Aura Aero a l'ambition de construire à proximité de l'aéroport Toulouse-Francazal une site industriel accueillant la conception, la fabrication, l’assemblage, les essais de mise en vol et la livraison aux clients de sa flotte d'avions : à la fois la famille d'aéronef biplace Integral (dont l'Integral E, qui est 100% électrique) et surtout accompagner la montée en cadence d'ERA, son avion hybride régional de 19 places. La société, qui emploie déjà 250 personnes sur son site de 6 500 m2 à Francazal, vise grâce à ce site supplémentaire la livraison de 150 avions par an avec un effectif d’environ 1 600 emplois directs à la cadence maximale du site en 2033. La nouvelle usine (de plus de 40 000 m2), baptisée Aura Factory, s'étendra sur un terrain de 124 500 m2.

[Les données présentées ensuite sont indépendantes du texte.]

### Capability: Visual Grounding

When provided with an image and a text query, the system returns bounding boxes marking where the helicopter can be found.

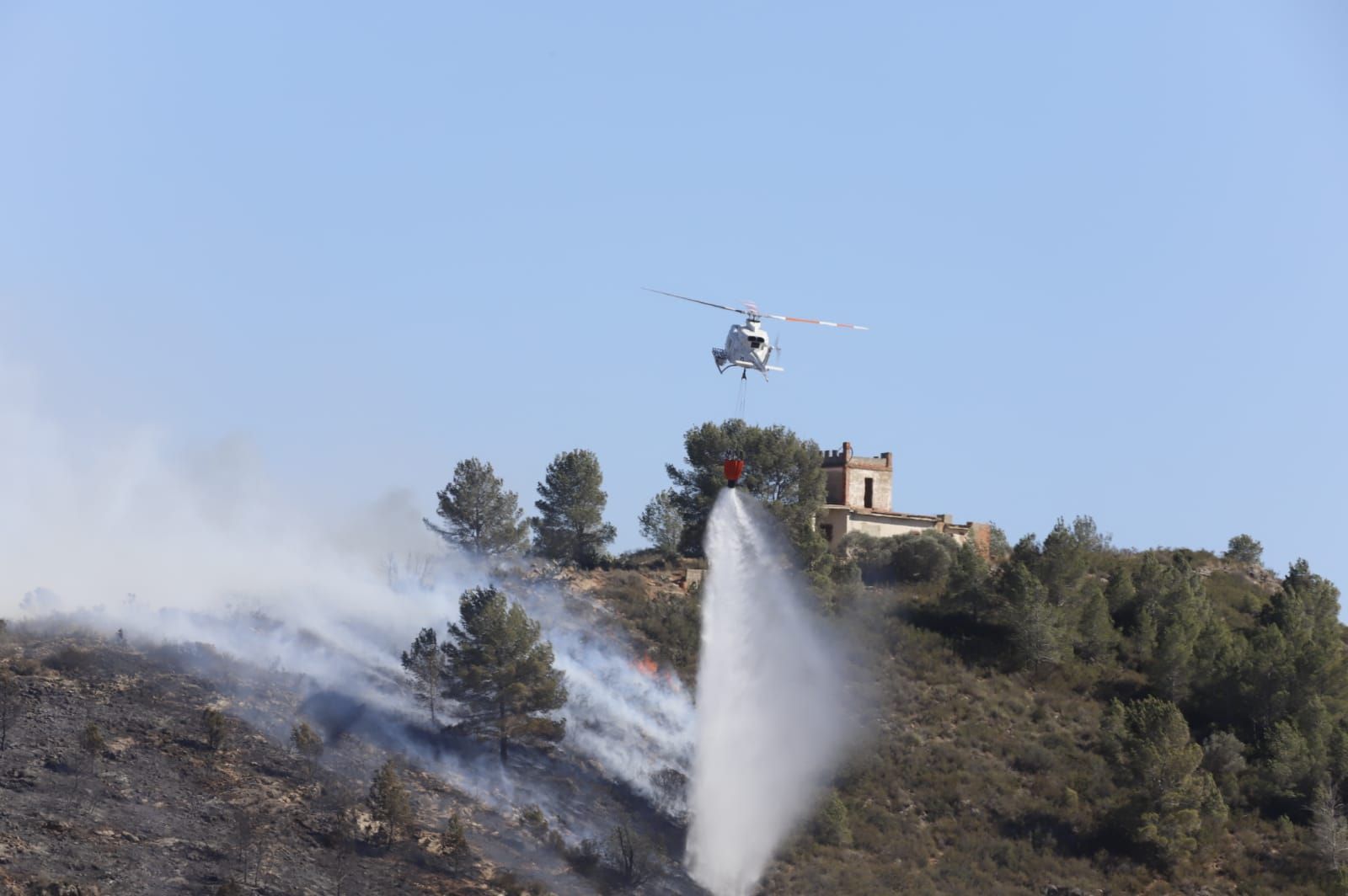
[643,287,868,380]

Même si l'Autorité environnementale souligne que « le dossier présente les enjeux du futur site industriel avec clarté, certains volets clés restent à consolider pour permettre une évaluation complète des incidences » du projet.
L'instance demande notamment à l'entreprise de « recalculer les surfaces sur lesquelles des incidences résiduelles sont notables et compensées au titre de la préservation de la biodiversité ». Elle suggère d'évaluer « la densité de lapins » sur le site et notamment du lapin de garenne et de préserver les fonctions écologiques de l’Aigle botté, la plus petite espèce d'aigles qui avait déjà contraint l'entreprise à réduire la surface d'emprise au sol des bâtiments par rapport au projet initial.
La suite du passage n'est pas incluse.